I believe that the feds, as hated as they are by many groups with agendas formed by prejudice and sanctimony, will have to step in and make sure that those discriminatory laws are overruled. The courts often have to be the final say-so in what is strictly a legal and not emotional or religious issue.
And when that happens then many younger couples will want to be married. And when they are married they will be in the same circumstance as married traditional couples. At some point many of them will file for divorce.
It is not easy to get an accurate accounting of how many divorces there are in America, but from what I’ve been able to gather from some research (okay, I went to the Internet), a ballpark figure would be 40-50% for first time marriages, and for second and third marriages the statistics go up about 10% each time. For instance, if you’re married for a third time, your chances of getting a divorce are around 70%. Those statistics will then affect same sex marriages as well as traditional marriages.

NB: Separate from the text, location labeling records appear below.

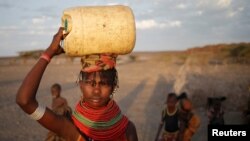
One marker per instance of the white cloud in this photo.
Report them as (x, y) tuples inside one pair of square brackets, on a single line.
[(199, 13), (40, 20), (214, 3), (181, 6), (235, 12), (148, 24), (224, 3)]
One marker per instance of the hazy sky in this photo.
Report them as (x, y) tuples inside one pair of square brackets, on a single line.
[(161, 24)]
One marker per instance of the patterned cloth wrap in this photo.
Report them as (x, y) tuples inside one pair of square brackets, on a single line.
[(97, 62)]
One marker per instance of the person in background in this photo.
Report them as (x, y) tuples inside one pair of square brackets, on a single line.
[(60, 107), (189, 121), (169, 119)]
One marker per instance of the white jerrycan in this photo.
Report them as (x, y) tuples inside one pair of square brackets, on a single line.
[(98, 29)]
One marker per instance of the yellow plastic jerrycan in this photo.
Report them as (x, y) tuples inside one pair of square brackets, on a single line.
[(99, 29)]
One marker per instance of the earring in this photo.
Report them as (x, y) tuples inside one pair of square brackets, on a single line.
[(111, 96), (82, 99)]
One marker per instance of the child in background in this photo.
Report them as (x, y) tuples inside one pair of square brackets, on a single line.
[(60, 107), (189, 121), (169, 119)]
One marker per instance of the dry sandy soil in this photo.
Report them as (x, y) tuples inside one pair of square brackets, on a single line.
[(144, 81)]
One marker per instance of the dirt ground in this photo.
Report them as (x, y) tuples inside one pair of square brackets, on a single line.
[(143, 87)]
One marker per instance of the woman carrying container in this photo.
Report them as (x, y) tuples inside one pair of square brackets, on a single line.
[(97, 117)]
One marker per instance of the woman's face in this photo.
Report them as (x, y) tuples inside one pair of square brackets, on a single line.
[(96, 91)]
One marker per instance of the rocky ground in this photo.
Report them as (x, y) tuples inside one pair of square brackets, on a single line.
[(144, 81)]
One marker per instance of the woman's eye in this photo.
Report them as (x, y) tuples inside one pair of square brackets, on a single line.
[(102, 83)]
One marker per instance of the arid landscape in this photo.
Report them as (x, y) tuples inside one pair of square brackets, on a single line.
[(145, 78)]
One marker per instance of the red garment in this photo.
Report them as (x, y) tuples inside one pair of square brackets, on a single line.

In that way same sex couples, who will be sharing the benefits of legal marriage for the first time, will be also facing the grim realities of divorce. I’d like to see them do better than traditional married couples so in ten years or so they can boast that gay people have more solid marriages than straight people. If not the people who will be reaping the real benefits of same sex marriage will be divorce lawyers. I imagine many of them are rubbing their hands in glee in anticipation of picking up a whole lot of new clients.